I have found across environmental programs that even after you take into account income and education levels, areas with higher voter turnout get better levels of environmental protection. The higher the voter turnout in an area, the greater the reduction in air carcinogens, the more stringent the Superfund cleanups at hazardous waste sites, and the lower the chance that hazardous waste processing capacity will be expanded in the area. One way for online news sites to show the relation between pollution and politics is to show how voting rates differ around polluting facilities. In a state such as North Carolina, you can purchase from the State Board of Elections the voter registration file for the entire state for $25. This shows the addresses of registered voters and whether they turn out at the polls, too. Voter address data can be used to create maps that show how political activity varies across streets and neighborhoods.

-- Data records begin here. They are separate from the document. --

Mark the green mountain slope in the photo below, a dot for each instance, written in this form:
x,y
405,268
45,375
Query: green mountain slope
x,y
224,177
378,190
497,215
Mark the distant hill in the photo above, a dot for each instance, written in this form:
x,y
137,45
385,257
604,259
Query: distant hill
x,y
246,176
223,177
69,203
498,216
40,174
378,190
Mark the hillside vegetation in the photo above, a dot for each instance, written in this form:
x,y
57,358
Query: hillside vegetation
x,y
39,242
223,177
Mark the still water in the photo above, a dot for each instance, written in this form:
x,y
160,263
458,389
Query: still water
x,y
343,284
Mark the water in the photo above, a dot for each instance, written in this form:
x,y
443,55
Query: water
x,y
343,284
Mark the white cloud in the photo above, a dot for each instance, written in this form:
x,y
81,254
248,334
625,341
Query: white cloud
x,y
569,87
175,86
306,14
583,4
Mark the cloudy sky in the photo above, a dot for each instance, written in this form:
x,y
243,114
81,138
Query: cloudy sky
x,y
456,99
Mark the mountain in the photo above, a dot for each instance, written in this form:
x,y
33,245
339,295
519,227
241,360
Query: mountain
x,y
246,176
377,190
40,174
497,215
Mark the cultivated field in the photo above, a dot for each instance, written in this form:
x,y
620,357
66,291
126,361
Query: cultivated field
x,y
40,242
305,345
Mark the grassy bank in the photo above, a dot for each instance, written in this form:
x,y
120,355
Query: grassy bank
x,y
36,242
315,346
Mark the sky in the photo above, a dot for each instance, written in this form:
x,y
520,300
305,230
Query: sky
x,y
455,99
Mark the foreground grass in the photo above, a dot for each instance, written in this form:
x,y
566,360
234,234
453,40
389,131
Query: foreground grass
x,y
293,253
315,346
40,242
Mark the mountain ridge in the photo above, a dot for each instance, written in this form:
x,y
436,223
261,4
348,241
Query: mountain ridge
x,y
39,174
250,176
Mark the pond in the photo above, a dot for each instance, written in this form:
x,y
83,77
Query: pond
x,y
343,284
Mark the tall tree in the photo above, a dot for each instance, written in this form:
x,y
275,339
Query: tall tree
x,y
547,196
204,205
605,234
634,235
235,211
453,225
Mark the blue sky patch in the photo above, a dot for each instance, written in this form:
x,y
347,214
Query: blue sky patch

The TRI forms provide the address for where polluting facilities ship their toxics for disposal. The records generated by the Resource Conservation and Recovery Act contain similar information for where nonmanufacturing firms send their waste. In my environmental policy classes, we track where (radioactive) medical waste from Duke ends up. Such data would allow reporters to show whose toxics are ending up in your local area and what neighborhoods in the United States end up receiving waste shipped from your area.
To find people who should have reported TRI emissions but did not, regulators initially compared local business directories and manufacturing lists with the facility name and addresses of TRI filers. In some industries, the production process almost by definition would entail the release of particular chemicals. The easy availability today of detailed information on plants and facilities makes this a matching process that journalists can conduct on their own. This would be especially helpful in discovering violators when programs are new and word of requirements has not traveled widely.
Right now the EPA collects pollution data from multiple programs into the Envirofacts database and merges environmental data with community information in the EnviroMapper function. In the future, algorithms could take this information and write the story of your local environment, letting you know likely exposures from different facilities, types of enforcement actions recently taken at nearby plants, trends over time in local public health, pictures of emitting facilities, and how these pollution patterns compare across time and across other areas in your city.
Data from the TRI can at times be controversial, imperfect and (strategically) slanted. Yet as the field of computational journalism develops, the use of algorithms and knowledge from social science should allow reporters to use data such as the TRI to lower the cost of generating watchdog coverage and raise interest in political issues by personalizing the impact of public policies.
James T. Hamilton is the Charles S. Sydnor Professor of Public Policy Studies at Duke University and the director of the DeWitt Wallace Center for Media and Democracy.